I’m now working on developing formula syntax for the regimes models that exist in spreg. Hopefully, I’ll be able to have that ready by tomorrow’s PySAL developer meeting so I can include it in my presentation. If not, then it will be something I can easily develop in the future now that the base code is prepared. Tomorrow I’ll initiate the bigger review process to get this code added to PySAL!

5. Divergence

Posted 27 July 2022

This week I was primarily occupied by moving to a new apartment, but I did manage to handle some small issues with the formula parser (see the commits in tdhoffman/spreg). The big news this week is in splitting the scope of this project: in the next week or so, I will move forward with polishing and testing the formula parser for spreg as it exists. I’ll submit that code for formal review and aim to get it accepted in the repository by September.

Separately, I’ll create a new package (name TBD, will add to Ongoing Links) that will serve as a reimagining of the spreg API. My goal with this package is to cleanly reexpress the functionality of spreg in a user-oriented way. Ideally, by the end of the second half of the summer I’ll have a full-fledged novel implementation of global spatial regression models, paving the way for its inclusion in PySAL and broader rethinking of the spatial model class structures.

4. Creating from_formula

Posted 18 July 2022

Progress on the spreg.from_formula() function has been steady. I’ve built a parser that accepts a new syntax for spatial lag and spatial error models. This syntax comes in two parts:

Importantly, all terms and operators MUST be space delimited in order for the parser to properly pick up on the tokens. The current design also requires the user to have constructed a weights matrix first, which I think makes sense as the weights functionality is well-documented and external to the actual running of the model.

The ordinary least squares and spatial lag classes have been converted to the new GenericModel template, but have not been tested and almost certainly have some errors. The spatial error class is partway converted and also needs to be tested. Once these are completed, I will convert the combo models (those accepting a mixture of lag and error terms) and build out the dispatcher in spreg.from_formula to select the correct combo class.

3. Convergence

Posted 7 July 2022

While conceptualizing this project, the twin streams of formula implementation and library standardization seemed quite separate to me. Naturally, a solid base class spec would lead to easier implementations of formulas, but I didn’t see them as being much more related than that. This week, however, the commonalities between these two objectives merged.

First, I began designing a generic base class for PySAL models. I based my design off of the novel framework developed in Guo et al. (2022), which unifies a variety of spatial models under one paradigm (see Table 1 and Figure 1 for more information). The structure is: data, model, objective function, optimization method, and output. Such a structure broadly characterizes nearly every model in PySAL, and would offer a sleek way to standardize the user-facing model classes. Drafts of this idea can be found in my pysal_base repository; in the coming weeks I will be building on these ideas to create minimal working examples to showcase to the PySAL developers at large.

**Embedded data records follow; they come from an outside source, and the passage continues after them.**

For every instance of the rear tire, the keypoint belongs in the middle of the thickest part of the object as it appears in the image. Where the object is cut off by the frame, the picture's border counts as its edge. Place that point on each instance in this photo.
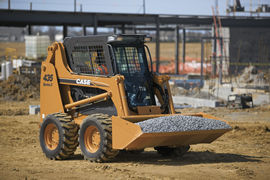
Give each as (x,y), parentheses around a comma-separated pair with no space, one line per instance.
(95,138)
(172,151)
(58,136)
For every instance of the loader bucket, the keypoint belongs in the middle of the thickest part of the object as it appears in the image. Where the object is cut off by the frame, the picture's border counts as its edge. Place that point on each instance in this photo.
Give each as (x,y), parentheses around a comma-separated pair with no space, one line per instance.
(128,134)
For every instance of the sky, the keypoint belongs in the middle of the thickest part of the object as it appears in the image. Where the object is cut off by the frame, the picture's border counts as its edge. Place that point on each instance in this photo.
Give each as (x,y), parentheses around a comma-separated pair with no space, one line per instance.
(186,7)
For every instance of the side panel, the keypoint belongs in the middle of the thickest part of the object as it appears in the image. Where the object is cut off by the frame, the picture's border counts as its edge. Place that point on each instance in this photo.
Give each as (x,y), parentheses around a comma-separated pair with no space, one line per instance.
(50,98)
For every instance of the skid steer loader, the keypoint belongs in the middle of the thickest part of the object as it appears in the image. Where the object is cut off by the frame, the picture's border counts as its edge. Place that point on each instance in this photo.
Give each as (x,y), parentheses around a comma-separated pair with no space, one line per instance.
(96,90)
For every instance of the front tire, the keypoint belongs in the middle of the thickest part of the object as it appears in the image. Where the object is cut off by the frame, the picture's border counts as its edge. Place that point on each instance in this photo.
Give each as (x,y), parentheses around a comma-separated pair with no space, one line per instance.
(58,136)
(95,138)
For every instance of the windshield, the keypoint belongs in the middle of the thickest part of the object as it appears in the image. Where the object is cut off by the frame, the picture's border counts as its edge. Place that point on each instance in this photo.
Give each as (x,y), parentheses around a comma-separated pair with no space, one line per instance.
(130,60)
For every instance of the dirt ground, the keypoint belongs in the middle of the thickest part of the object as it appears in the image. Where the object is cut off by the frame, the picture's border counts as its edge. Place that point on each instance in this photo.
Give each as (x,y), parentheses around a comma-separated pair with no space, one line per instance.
(243,153)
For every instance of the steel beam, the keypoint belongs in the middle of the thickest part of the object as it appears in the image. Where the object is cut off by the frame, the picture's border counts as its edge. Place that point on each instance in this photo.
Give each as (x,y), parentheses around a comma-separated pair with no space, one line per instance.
(177,49)
(95,20)
(29,29)
(123,29)
(21,18)
(184,46)
(65,31)
(84,31)
(157,45)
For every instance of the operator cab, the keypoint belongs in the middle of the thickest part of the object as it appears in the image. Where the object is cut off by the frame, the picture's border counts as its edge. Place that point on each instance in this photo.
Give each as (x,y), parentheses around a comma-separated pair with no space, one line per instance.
(111,55)
(129,59)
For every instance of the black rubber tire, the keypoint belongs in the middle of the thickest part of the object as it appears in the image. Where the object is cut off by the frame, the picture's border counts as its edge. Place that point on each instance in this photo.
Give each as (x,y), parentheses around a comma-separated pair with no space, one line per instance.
(139,151)
(104,125)
(172,151)
(68,136)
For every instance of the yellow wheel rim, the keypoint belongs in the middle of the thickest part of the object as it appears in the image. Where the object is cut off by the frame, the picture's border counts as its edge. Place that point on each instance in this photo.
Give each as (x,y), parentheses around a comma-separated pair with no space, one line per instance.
(92,139)
(51,136)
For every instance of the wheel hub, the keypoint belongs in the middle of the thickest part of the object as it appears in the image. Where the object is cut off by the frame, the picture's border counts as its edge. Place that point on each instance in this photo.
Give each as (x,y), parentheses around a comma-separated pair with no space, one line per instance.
(51,136)
(92,139)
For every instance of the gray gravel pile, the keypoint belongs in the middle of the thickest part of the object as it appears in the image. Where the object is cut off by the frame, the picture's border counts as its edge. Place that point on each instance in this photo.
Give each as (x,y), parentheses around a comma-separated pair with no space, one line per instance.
(180,123)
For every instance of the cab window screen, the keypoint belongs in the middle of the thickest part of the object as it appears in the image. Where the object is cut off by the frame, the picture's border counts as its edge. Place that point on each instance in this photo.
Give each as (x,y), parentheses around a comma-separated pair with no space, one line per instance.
(89,60)
(129,60)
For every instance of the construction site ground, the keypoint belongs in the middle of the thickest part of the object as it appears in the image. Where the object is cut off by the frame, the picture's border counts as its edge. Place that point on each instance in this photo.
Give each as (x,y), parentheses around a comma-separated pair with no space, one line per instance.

In parallel, I created a demo of the formulaic library (called formula_test.py) in my forked copy of spreg for implementing spatial lag of X models. This demo showcases how to create a model matrix for spatially lagged covariates using native features of the formulaic library. All that remains to implement spatial lag and spatial error models is to add preprocessing of formula strings that recognizes when the dependent variable is being lagged and when a spatial error term is being added. These will be implemented for next week.

Together, these two streams are starting to converge to form a proposal for PySAL’s next-gen model API. Ideally, I’ll equip spreg with a from_formula function that generates and runs models similar to R’s lm function simply given a formula and a dataframe. This external-facing method will connect nicely to updated versions of the modeling classes, which will conform to the new base template.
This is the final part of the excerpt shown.